To install the API, run:

pip3 install wikicat

wikicat contains two classes to work with the Wikipedia category graph: CategoryGraph and Page. The CategoryGraph class is used to load the graph from a file, and to navigate the graph. The Page class is used to represent a Wikipedia page, and to retrieve information about the page from Wikipedia. They are meant to be used together, as shown in the following example:

import wikicat as wc

# Load the graph
cg = wc.CategoryGraph.read_json(
    '~/.wikicat_data/enwiki_<yyyy>_<mm>_<dd>/category_graph.json'
)

# Get the page for "Montreal"
page = cg.get_page_from_title('Montreal', 'article')

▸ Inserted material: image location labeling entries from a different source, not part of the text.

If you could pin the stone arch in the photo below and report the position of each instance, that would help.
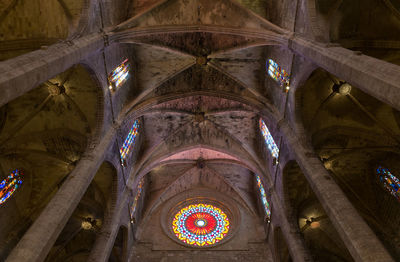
(37, 136)
(309, 217)
(90, 216)
(365, 132)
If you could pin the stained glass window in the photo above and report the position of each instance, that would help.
(136, 199)
(389, 181)
(119, 75)
(277, 73)
(269, 140)
(10, 184)
(129, 141)
(200, 225)
(263, 196)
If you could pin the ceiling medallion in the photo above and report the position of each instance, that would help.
(200, 225)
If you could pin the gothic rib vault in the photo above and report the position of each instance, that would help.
(198, 86)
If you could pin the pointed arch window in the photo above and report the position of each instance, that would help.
(390, 182)
(129, 141)
(136, 200)
(278, 74)
(264, 200)
(119, 75)
(269, 140)
(10, 184)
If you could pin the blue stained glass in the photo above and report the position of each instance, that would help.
(390, 182)
(129, 141)
(10, 184)
(119, 75)
(277, 73)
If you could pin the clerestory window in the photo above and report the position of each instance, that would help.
(10, 184)
(119, 75)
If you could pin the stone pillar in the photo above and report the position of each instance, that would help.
(105, 241)
(295, 244)
(378, 78)
(22, 73)
(40, 238)
(360, 240)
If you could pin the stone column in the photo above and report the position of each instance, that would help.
(22, 73)
(40, 238)
(360, 240)
(297, 249)
(378, 78)
(105, 241)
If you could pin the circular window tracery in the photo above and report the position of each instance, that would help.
(200, 225)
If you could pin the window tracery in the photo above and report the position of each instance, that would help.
(119, 75)
(129, 141)
(200, 225)
(264, 200)
(10, 184)
(269, 140)
(278, 74)
(390, 182)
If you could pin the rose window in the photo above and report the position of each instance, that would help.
(200, 225)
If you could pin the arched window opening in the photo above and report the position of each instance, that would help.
(136, 200)
(278, 74)
(390, 182)
(269, 141)
(10, 184)
(119, 75)
(264, 200)
(129, 141)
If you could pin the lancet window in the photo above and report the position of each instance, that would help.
(136, 199)
(264, 200)
(269, 140)
(390, 182)
(278, 74)
(10, 184)
(129, 141)
(119, 75)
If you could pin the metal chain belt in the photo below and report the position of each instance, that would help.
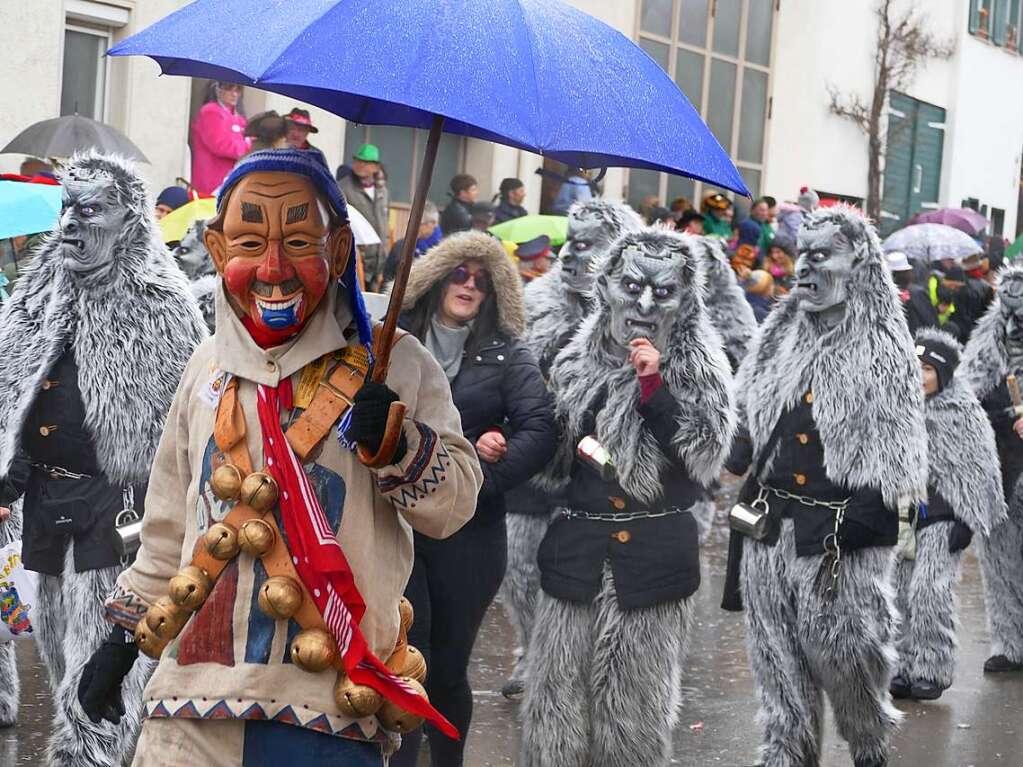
(58, 472)
(806, 500)
(619, 516)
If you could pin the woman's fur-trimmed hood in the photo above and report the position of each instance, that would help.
(694, 368)
(131, 333)
(437, 263)
(869, 401)
(963, 459)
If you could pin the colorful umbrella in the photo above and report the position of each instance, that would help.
(927, 242)
(530, 227)
(28, 208)
(965, 219)
(61, 137)
(176, 223)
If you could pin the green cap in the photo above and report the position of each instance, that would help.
(368, 153)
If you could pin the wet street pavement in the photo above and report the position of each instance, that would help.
(976, 723)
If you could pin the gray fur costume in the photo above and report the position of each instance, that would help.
(868, 407)
(131, 331)
(986, 361)
(731, 316)
(553, 310)
(963, 467)
(203, 278)
(604, 682)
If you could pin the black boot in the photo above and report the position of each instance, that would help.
(899, 687)
(1001, 665)
(924, 690)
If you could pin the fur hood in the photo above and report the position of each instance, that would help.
(868, 395)
(694, 367)
(438, 262)
(963, 460)
(985, 360)
(729, 312)
(131, 335)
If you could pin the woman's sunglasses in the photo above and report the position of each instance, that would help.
(460, 274)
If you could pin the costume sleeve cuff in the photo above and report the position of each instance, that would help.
(124, 607)
(648, 386)
(420, 471)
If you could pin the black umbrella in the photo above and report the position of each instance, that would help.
(61, 137)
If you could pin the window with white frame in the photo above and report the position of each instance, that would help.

# Get the categories for "Montreal"
cats = cg.get_parents(page=page)
print(f"Category tags of {page.title}: {cats}")

# Get URL of "Montreal"
print("URL:", page.get_url())

By default, the path will be ~/.wikicat_data/, but the JSON can be stored anywhere you want (see wikicat.processing below for more information).

wikicat.processing

wikicat.processing is a command line interface (CLI) for downloading and processing the data

Note The reference can be found on the doc page or in docs/wikicat/processing.md

To install the processing tools, run:

pip3 install wikicat[processing]

Now, following those instructions to download and process the data:

# 1. Download DB dump of Wikipedia categories (extension .sql.gz)
python3 -m wikicat.processing.download_dump \
        --year <yyyy> \
        --month <mm> \
        --day <dd> \
        --base_dir ~/.wikicat_data/  # optional, default is ~/.wikicat_data/

# 2. Process individual dumps (.sql.gz) into csv files (to be merged later)
python3 -m wikicat.processing.process_dump \
        -y <yyyy> -m <mm> -d <dd>

# 3. Merge the individual table csvs into a single category graph csv
python3 -m wikicat.processing.merge_tables \
        -y <yyyy> -m <mm> -d <dd>

# 4. Convert CSV category graph into JSON category graph (the final output)
python3 -m wikicat.processing.generate_graph \
        -y <yyyy> -m <mm> -d <dd>

Notes (by step):

  1. If you do not specify --base_dir, it will automatically be saved to ~/.wikicat_data/enwiki_<yyyy>_<mm>_<dd>.
  2. This may take a while depending on your hardware, and will need plenty of RAM. It will generate two CSV files with the relevant tables.
  3. This should take under 30 mins depending on your hardware, and will generate a single CSV file with the relevant category graph links.
  4. The results will be saved in ~/.wikicat_data/enwiki_<yyyy>_<mm>_<dd>/category_graph.json.

wikicat.viewer

wikicat.viewer is an application that lets you visually explore a category graph

Note The reference can be found on the doc page or in docs/wikicat/viewer.md

To install the viewer, run:

pip3 install wikicat[viewer]

To run the viewer, run:

python3 -m wikicat.viewer -y <yyyy> -m <mm> -d <dd> --port 8050

Then, open your browser to http://0.0.0.0:8050.

Usage

The viewer let you interact with the nodes. You can zoom in and out, move and click the nodes in the graph.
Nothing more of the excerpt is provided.